I sign up for new volunteer roles. I say yes to more meetings. I decide this is the perfect time to start a reading challenge or brainstorm a brand-new book idea. I post more (or just scroll more) on social media. I take on projects that let me feel useful, competent, and visible. And I convince myself they're important, noble, even necessary.
And sure, sometimes they are. But most of the time they’re not. Most of the time, they’re a very sneaky form of avoidance.
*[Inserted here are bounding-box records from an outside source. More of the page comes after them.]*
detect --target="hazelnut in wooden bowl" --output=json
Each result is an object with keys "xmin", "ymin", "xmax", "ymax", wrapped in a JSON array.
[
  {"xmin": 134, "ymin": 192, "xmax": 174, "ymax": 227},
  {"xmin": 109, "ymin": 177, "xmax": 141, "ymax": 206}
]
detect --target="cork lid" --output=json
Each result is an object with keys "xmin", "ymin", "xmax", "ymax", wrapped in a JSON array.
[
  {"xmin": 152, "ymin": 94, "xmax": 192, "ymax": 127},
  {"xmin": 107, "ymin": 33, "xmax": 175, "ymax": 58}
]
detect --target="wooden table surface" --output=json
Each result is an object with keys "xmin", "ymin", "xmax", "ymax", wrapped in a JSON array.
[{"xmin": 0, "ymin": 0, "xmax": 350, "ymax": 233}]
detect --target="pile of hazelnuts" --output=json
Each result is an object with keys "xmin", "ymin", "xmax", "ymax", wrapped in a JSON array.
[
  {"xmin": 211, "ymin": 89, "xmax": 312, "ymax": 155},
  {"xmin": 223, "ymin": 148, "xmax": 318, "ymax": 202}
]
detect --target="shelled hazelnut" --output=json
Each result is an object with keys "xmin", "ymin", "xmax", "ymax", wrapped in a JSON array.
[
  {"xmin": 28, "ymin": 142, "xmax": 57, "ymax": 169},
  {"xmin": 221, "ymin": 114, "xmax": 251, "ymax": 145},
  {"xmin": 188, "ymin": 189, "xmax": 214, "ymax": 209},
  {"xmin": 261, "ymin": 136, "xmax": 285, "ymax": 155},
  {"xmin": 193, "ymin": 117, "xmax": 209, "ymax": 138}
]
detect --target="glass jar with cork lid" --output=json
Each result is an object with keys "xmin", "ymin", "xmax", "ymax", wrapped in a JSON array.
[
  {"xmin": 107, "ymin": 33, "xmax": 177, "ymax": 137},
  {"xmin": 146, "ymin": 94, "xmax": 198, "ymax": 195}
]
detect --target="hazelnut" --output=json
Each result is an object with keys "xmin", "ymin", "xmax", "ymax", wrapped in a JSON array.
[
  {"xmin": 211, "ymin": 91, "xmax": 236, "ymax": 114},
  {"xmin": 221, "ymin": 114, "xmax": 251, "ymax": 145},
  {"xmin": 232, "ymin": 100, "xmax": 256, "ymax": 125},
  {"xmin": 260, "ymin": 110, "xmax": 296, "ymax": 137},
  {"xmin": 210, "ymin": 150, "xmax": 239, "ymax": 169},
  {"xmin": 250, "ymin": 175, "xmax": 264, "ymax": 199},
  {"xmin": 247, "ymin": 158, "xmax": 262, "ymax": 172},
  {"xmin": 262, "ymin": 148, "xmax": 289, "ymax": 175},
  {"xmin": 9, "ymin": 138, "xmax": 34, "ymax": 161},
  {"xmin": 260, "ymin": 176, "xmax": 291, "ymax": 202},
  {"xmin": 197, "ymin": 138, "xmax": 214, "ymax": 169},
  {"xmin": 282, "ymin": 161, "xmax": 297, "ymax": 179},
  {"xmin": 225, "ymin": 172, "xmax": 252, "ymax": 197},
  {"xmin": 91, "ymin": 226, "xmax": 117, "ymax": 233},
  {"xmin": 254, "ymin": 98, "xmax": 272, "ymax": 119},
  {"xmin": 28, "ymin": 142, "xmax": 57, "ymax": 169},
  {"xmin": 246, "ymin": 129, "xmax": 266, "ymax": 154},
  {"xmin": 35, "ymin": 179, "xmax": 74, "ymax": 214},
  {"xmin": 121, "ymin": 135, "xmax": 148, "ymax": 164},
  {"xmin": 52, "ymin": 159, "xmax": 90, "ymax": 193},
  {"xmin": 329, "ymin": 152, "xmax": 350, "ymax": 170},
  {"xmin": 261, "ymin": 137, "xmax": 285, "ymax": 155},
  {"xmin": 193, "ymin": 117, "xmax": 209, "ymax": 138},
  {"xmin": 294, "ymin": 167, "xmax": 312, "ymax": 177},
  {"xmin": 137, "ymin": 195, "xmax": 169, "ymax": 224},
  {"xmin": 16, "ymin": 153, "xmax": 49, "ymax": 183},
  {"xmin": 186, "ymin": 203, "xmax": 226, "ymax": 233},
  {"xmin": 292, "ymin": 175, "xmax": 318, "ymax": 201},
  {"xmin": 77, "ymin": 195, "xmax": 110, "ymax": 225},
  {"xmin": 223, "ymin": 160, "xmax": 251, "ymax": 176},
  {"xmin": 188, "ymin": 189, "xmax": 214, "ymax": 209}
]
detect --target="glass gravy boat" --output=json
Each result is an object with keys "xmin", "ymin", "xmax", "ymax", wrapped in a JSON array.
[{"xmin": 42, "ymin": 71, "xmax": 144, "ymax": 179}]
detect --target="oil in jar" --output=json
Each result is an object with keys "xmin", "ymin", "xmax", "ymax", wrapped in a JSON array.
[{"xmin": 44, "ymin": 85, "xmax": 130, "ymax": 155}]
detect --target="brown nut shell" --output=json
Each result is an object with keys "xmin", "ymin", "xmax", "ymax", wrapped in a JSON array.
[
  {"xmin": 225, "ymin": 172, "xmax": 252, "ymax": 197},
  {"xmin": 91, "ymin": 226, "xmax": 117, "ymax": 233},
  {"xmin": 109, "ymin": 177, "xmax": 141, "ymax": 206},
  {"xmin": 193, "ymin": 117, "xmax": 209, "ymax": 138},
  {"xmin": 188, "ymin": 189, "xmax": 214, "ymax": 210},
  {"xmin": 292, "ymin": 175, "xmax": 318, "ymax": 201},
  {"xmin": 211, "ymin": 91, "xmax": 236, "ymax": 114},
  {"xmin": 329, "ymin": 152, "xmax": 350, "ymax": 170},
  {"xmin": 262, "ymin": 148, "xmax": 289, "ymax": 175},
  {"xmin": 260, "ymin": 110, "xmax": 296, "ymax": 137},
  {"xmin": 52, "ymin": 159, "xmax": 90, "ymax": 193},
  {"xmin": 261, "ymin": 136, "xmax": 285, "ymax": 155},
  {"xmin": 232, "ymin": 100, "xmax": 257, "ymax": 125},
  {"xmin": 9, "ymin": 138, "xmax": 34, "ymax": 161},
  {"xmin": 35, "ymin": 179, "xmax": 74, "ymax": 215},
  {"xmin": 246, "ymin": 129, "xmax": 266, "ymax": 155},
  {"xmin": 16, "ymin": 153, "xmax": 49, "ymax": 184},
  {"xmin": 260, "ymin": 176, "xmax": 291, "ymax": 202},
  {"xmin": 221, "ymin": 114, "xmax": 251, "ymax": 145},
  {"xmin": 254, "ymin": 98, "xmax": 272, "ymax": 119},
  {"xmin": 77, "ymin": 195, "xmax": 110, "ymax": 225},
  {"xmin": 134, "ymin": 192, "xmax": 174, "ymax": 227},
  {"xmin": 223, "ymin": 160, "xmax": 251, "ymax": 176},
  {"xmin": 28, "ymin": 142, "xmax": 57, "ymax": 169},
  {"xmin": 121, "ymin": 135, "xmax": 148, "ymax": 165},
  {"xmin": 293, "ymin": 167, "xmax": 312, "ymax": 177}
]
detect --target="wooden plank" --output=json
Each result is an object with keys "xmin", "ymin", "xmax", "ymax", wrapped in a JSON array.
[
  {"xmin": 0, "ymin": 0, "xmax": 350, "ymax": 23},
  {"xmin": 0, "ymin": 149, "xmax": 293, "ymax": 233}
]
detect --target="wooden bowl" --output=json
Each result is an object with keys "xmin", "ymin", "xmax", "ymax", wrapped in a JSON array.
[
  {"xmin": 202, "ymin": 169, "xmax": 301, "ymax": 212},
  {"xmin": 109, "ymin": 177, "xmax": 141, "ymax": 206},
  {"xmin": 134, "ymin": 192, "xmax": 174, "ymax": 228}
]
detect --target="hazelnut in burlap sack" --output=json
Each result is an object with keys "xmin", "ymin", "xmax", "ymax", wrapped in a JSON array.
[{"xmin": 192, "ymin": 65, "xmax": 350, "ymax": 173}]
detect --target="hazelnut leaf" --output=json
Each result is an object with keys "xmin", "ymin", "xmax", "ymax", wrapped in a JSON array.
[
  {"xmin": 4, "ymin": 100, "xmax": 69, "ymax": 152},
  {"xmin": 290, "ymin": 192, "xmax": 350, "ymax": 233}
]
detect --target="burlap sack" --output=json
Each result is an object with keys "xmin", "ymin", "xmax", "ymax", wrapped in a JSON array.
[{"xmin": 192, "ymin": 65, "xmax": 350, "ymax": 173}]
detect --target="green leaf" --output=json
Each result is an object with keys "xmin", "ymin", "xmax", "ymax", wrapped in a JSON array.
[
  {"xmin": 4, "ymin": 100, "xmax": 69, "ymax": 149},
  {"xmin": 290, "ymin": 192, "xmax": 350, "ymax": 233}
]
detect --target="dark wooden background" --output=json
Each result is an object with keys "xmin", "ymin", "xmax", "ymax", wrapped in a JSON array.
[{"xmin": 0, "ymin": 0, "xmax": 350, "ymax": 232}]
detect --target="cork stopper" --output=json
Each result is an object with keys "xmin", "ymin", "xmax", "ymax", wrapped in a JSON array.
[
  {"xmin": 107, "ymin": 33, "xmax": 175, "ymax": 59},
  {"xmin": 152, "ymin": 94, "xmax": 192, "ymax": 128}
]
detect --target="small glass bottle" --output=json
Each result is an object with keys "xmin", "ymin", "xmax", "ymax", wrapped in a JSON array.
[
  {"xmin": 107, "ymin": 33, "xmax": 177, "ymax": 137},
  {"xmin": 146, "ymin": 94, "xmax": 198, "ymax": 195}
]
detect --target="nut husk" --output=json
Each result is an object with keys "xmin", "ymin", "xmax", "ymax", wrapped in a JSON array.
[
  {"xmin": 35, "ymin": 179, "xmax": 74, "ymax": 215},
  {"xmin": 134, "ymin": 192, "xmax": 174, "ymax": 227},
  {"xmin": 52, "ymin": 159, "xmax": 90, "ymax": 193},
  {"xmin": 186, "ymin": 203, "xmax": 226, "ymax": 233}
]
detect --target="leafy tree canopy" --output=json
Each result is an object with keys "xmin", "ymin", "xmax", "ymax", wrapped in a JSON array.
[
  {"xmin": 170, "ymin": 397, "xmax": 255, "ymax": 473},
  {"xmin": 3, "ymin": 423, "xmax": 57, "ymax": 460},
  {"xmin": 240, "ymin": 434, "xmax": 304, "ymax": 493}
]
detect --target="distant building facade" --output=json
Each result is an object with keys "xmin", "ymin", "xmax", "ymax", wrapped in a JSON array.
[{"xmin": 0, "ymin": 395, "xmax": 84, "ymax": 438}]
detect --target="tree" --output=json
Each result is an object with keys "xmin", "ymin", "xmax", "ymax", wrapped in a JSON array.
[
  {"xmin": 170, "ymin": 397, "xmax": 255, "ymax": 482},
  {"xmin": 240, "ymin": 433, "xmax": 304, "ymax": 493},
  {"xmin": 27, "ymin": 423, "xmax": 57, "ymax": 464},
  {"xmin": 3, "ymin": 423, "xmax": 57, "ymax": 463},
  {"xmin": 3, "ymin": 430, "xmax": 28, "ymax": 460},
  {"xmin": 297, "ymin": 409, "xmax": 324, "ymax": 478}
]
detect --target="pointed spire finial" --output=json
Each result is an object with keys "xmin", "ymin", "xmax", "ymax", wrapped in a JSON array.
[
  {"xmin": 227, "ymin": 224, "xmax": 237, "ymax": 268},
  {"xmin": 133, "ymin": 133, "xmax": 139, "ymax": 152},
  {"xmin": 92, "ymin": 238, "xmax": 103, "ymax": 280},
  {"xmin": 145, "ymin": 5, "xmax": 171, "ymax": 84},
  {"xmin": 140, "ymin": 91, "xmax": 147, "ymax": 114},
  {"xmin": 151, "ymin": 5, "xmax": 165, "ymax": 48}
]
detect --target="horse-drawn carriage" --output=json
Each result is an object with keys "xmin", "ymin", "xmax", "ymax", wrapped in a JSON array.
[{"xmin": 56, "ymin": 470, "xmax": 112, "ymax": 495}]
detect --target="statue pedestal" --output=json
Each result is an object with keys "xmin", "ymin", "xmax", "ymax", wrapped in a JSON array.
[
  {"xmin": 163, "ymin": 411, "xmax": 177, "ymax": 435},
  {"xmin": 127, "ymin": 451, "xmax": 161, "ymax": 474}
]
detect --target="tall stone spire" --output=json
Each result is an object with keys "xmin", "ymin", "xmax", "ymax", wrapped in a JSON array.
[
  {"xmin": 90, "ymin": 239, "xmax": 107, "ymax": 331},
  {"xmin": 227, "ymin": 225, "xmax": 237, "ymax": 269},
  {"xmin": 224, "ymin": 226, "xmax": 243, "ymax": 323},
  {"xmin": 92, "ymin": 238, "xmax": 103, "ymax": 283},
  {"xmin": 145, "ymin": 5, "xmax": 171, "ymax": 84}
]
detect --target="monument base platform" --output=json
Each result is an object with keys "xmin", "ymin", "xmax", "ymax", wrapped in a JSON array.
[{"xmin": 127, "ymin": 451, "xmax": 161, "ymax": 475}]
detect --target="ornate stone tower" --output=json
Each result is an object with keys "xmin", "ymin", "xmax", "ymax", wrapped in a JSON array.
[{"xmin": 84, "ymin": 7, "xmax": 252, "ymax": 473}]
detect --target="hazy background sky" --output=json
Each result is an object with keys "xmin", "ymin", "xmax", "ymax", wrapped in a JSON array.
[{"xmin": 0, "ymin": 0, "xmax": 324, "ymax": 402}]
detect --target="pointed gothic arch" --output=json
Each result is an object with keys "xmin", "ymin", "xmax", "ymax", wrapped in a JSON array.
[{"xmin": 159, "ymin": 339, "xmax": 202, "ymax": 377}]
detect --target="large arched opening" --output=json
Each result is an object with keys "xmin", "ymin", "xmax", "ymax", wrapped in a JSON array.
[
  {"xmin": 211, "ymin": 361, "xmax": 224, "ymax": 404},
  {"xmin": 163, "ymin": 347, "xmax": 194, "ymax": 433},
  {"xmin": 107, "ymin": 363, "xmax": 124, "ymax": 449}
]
Writing a book is lonely, invisible work. No one claps for a first draft. No one sees the hours we spend spinning in circles, doubting ourselves, wondering if we’re wasting our time. There’s no applause for the paragraphs we delete or the scenes we rewrite for the fifth time. And when I’m in that space, totally alone in my work, I crave validation. I want to be seen doing something. I want to feel like I’m accomplishing something concrete, something others will recognize.
But writing doesn’t always give me that. Not right away.
So I find myself taking on more. Filling my plate until there’s no room left for the thing I actually want (and need) to do.
If any of this sounds familiar, I want you to know you’re not alone.
It’s okay to crave connection. It’s okay to want to feel seen. And it’s okay to be afraid that the project you’re working on won’t live up to your hopes.
If this is you, ask yourself this: what might happen if you cleared some space? How would it feel to give your writing a little more room? What if being unseen for a while is actually part of the process—not a punishment, but a way to protect your project during the vulnerable part of drafting?
Your story deserves your time. Your first draft deserves your faith. You deserve the chance to go deep without the pressure to be constantly available, constantly impressive, constantly on.
So, if you find yourself pulled toward everything but your writing, consider this your gentle permission to pause. You don’t have to say yes to every request, every idea, every distraction. Sometimes the most powerful choice is to protect your creative space, even when no one else sees it. Your writing matters. Even (especially) in the quiet, unseen moments.
I’ll be over here cheering you on from the sidelines—right there with you saying no to the unnecessary in favor of finishing my novel.
Until the next chapter,
Crissi
P.S. Have you ever reorganized your closet, volunteered for a new committee, or started planning a completely unrelated book just to avoid your current WIP? Share your most ridiculous writing avoidance strategy so we can laugh about it together (and then get back to writing!)
Currently:
📖 Reading: My Dark Prince, by LJ Shen & Parker S. Huntington, and loving it!
🎧 Listening to: Bon Iver on repeat
✍️ Editing: Almost done moving The Jilted Lovers Club to a present tense POV!
☕ Mood: A little tender due to too many avoidance projects. But I’m working on it!